High-density lipoprotein and apolipoprotein A-I inhibit palmitate-induced translocation of toll-like receptor 4 into lipid rafts and inflammatory cytokines in 3T3-L1 adipocytes.

作者信息

Yamada Hodaka, Umemoto Tomio, Kawano Mikihiko, Kawakami Masanobu, Kakei Masafumi, Momomura Shin-Ichi, Ishikawa San-E, Hara Kazuo

机构信息

First Department of Comprehensive Medicine, Jichi Medical University Saitama Medical Center, Amanuma, 1-847 Amanumacho, Omiya, Saitama 330-8503, Japan.

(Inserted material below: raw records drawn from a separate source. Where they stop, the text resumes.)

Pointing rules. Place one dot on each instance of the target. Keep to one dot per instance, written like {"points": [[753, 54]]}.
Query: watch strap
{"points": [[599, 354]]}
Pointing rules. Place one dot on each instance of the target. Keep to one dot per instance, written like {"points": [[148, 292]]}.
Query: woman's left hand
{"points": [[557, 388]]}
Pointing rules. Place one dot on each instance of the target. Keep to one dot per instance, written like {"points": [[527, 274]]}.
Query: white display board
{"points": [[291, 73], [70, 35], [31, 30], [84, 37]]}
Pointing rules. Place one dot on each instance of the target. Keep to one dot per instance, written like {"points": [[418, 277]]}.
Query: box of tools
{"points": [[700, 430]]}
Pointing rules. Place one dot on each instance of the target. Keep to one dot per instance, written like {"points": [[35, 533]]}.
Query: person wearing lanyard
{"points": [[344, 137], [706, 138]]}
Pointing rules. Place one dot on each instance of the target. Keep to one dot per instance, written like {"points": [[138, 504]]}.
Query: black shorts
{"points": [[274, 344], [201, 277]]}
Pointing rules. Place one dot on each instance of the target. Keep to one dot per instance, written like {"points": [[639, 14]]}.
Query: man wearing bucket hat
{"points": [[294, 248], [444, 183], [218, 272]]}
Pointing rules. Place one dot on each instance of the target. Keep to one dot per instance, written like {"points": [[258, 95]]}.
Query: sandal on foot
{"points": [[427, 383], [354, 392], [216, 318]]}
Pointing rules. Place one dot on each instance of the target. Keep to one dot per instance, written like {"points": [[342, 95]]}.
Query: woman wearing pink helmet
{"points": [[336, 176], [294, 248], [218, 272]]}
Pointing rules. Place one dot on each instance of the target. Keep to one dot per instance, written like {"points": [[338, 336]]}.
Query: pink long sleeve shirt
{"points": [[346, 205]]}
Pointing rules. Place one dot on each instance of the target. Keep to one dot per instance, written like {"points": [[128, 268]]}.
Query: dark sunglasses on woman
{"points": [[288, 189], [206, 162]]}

First Department of Comprehensive Medicine, Jichi Medical University Saitama Medical Center, Amanuma, 1-847 Amanumacho, Omiya, Saitama 330-8503, Japan.

出版信息

Biochem Biophys Res Commun. 2017 Mar 4;484(2):403-408. doi: 10.1016/j.bbrc.2017.01.138. Epub 2017 Jan 27.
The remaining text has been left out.